Cette chute du pouvoir d’achat de l’argent va de pair avec une importante augmentation du coût de la vie ; en 1954, par rapport à l’avant-guerre il avait été multiplié par 2,9 aux États-Unis, par plus de 30 en France, par 60 en Italie.

En 1952, malgré le développement de la production militaire, on comptait aux États-Unis au moins 3 millions de chômeurs complets et 10 millions de chômeurs partiels ; en Allemagne de l’Ouest, près de 3 millions de chômeurs complets et partiels.

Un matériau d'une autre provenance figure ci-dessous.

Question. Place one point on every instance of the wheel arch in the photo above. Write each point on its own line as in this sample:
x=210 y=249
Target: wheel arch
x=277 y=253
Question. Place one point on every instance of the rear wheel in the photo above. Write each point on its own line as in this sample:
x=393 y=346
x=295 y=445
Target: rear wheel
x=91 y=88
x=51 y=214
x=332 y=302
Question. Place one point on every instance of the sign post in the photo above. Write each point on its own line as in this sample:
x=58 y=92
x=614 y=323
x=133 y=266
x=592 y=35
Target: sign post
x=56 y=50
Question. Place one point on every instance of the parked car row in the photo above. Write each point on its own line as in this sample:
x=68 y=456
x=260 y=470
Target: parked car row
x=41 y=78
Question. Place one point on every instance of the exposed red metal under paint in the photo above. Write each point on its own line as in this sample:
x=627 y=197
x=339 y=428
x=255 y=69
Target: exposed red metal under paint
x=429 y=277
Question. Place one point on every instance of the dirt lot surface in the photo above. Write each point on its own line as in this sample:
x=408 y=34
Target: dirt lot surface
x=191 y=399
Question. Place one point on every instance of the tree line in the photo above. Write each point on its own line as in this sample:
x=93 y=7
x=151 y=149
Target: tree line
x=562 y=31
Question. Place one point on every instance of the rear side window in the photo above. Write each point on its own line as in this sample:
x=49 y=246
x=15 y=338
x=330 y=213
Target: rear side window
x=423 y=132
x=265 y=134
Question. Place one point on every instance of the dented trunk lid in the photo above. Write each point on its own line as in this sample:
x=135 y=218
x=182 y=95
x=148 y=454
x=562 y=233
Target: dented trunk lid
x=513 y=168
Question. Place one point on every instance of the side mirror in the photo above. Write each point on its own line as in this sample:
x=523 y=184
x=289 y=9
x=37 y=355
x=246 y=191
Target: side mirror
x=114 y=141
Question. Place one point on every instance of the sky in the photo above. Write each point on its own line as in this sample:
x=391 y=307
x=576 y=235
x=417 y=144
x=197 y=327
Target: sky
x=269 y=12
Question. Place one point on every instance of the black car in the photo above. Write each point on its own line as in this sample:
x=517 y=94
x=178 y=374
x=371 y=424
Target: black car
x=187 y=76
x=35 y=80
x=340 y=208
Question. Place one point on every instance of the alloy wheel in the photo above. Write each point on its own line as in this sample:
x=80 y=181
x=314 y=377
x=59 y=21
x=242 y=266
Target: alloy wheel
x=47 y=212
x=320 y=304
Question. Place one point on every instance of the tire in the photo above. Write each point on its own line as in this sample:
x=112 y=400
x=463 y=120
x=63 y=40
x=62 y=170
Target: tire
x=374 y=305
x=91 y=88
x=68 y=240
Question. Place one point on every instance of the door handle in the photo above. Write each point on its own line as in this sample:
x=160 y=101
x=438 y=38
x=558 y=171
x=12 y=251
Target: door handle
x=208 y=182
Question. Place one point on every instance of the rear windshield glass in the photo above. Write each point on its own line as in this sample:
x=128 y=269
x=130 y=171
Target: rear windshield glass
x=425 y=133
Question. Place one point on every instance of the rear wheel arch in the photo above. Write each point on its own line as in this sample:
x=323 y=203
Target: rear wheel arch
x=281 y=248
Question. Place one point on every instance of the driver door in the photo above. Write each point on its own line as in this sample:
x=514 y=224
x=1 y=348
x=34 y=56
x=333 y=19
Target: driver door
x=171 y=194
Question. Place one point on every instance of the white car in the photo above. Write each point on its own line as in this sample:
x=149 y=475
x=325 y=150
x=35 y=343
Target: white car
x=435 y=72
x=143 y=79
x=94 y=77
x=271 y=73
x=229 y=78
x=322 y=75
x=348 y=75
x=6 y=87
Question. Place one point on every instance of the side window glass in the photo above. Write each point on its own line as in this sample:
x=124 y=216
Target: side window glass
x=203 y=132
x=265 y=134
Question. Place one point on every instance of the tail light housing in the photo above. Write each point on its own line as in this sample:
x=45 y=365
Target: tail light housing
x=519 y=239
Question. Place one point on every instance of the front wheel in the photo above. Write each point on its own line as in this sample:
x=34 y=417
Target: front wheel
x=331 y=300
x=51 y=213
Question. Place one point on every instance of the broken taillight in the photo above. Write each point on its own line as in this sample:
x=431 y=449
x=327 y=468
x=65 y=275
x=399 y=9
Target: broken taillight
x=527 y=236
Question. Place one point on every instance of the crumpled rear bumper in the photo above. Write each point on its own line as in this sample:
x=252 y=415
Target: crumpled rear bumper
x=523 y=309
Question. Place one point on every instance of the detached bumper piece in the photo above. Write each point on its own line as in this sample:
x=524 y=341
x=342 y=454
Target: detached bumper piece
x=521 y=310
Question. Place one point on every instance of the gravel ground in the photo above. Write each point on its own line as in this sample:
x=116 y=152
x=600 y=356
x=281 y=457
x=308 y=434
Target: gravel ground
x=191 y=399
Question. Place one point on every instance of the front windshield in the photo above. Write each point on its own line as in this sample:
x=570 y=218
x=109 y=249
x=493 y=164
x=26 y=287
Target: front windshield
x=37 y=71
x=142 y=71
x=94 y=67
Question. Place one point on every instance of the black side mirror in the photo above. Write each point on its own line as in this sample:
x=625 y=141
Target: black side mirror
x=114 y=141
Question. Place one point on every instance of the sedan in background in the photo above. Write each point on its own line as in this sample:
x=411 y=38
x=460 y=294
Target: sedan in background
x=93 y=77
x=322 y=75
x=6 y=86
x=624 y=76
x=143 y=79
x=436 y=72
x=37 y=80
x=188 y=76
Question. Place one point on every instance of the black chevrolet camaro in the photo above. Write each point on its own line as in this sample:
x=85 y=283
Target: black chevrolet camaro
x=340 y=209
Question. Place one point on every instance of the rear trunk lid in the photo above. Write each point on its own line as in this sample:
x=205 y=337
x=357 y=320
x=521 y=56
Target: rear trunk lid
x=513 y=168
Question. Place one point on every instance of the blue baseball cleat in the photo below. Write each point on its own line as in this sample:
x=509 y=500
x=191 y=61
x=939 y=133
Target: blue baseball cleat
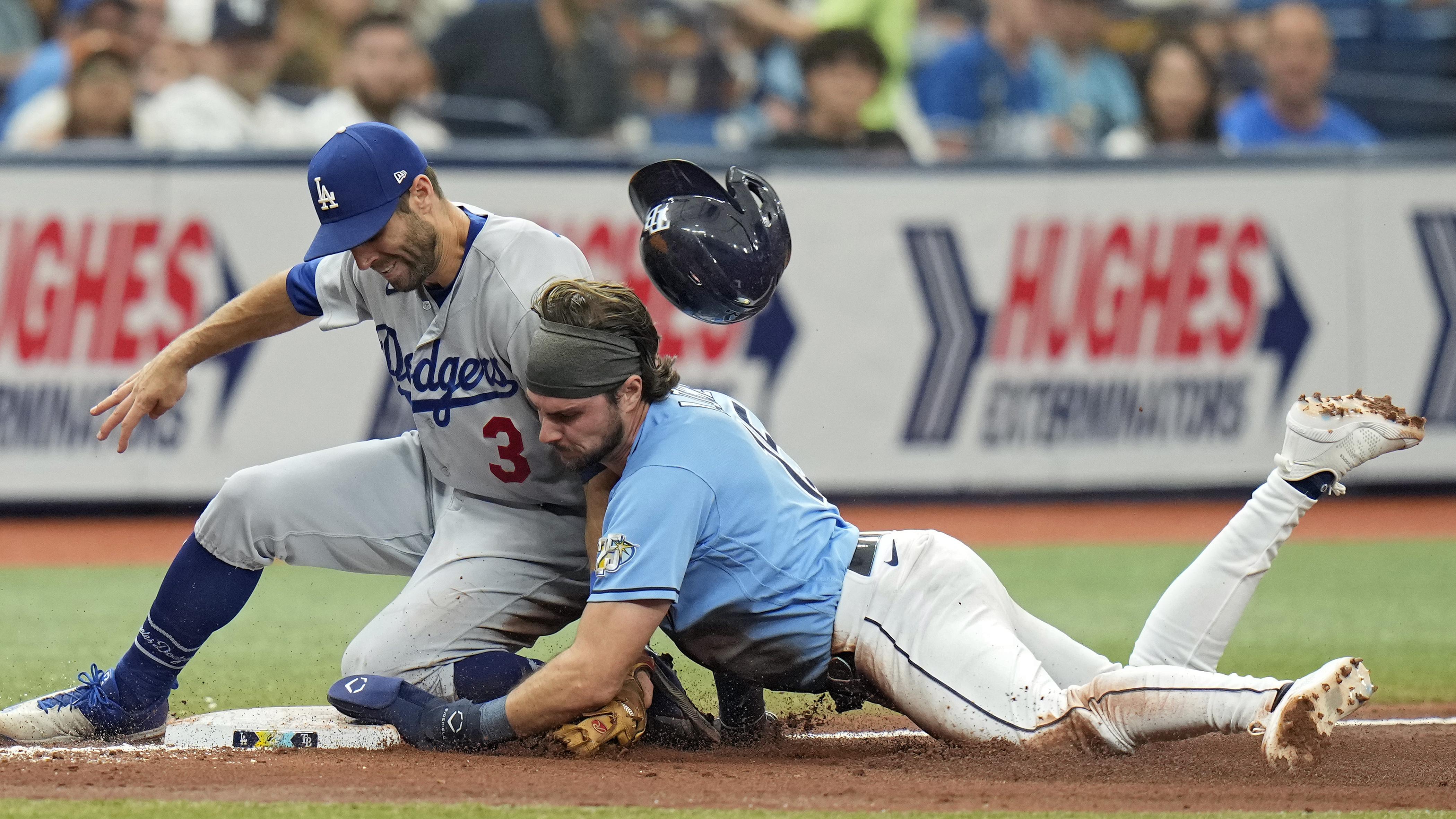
x=423 y=719
x=84 y=713
x=673 y=719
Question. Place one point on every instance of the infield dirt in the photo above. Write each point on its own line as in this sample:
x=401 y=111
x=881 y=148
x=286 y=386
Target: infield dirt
x=1368 y=769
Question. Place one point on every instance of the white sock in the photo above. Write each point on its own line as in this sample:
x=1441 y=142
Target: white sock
x=1136 y=706
x=1193 y=621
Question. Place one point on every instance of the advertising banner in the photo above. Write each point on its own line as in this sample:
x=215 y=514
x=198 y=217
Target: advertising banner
x=943 y=333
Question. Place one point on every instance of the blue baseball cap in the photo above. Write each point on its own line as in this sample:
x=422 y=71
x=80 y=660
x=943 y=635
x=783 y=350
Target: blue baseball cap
x=356 y=181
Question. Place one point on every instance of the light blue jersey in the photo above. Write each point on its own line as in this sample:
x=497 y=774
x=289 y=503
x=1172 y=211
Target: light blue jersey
x=712 y=515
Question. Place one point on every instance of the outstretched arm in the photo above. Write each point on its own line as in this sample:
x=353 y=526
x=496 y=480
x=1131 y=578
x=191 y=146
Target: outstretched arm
x=257 y=314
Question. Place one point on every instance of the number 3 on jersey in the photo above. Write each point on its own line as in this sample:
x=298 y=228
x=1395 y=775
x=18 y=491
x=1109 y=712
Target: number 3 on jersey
x=516 y=468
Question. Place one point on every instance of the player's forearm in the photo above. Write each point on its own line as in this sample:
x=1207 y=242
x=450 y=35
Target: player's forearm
x=260 y=312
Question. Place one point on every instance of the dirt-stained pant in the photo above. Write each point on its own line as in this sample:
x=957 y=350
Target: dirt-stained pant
x=483 y=576
x=935 y=630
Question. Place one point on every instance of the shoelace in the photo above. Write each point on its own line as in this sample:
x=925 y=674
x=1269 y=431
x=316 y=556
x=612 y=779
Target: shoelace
x=88 y=691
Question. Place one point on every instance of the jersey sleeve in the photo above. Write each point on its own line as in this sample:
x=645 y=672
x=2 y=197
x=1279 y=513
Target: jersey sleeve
x=654 y=521
x=303 y=292
x=532 y=261
x=337 y=292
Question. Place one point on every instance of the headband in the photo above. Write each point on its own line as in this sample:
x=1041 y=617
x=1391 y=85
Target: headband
x=577 y=362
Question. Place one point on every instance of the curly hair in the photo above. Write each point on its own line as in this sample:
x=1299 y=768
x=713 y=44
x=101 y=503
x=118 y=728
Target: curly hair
x=612 y=308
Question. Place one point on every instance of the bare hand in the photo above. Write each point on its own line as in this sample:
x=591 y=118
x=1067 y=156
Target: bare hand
x=150 y=391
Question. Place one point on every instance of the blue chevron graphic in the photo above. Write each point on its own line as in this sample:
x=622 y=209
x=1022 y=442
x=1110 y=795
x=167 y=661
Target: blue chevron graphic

En Italie, il y avait plus de 2 millions de chômeurs complets et encore plus de chômeurs partiels ; au Japon, près de 10 millions de chômeurs complets et partiels. Aux États-Unis, au début de 1954, le nombre des chômeurs complets s’élevait à 3,7 millions, celui des chômeurs partiels à 13,4 millions.

Aux États-Unis, les impôts directs prélevés sur la population au cours de l’exercice budgétaire de 1953-1954, par rapport à 1937-1938, même en faisant état de la dépréciation monétaire, ont été multipliés presque par douze. Dans les pays d’Europe occidentale, où, même avant la deuxième guerre mondiale, les charges fiscales étaient très lourdes, les impôts pour la même période ont été multipliés en Angleterre par 2, en France par 2,5, en Italie par 1,5.

Le taux du loyer d’une famille ouvrière aux États-Unis, au début de 1955, avait plus que doublé par rapport à 1939.

D’après les évaluations du Bureau américain des recensements, en 1949, aux États-Unis, 72,2 % des familles américaines avaient un revenu inférieur au minimum vital officiel, 34,3 % des familles avaient un revenu inférieur à la moitié de ce minimum : 18,5 % un revenu, inférieur au quart et 9,4 % un revenu inférieur au huitième de ce minimum.

L’aggravation de la situation matérielle de larges couches de la population des pays capitalistes accroît le mécontentement et l’indignation des masses populaires, qui prennent une part de plus en plus active à la lutte contre le capital monopoliste. Cela se traduit par la montée du mouvement gréviste dans les pays capitalistes, le renforcement des syndicats progressistes que réunit la Fédération syndicale mondiale fondée en 1945, par les progrès des partis communistes et leur influence accrue sur les masses, par le développement de l’activité politique de la classe ouvrière. Les partis communistes et les syndicats progressistes, en ripostant résolument aux actes scissionnistes des socialistes de droite et des chefs syndicaux réactionnaires, éduquent la classe ouvrière dans l’esprit de la solidarité prolétarienne, dans l’esprit de la lutte pour la libération du joug impérialiste.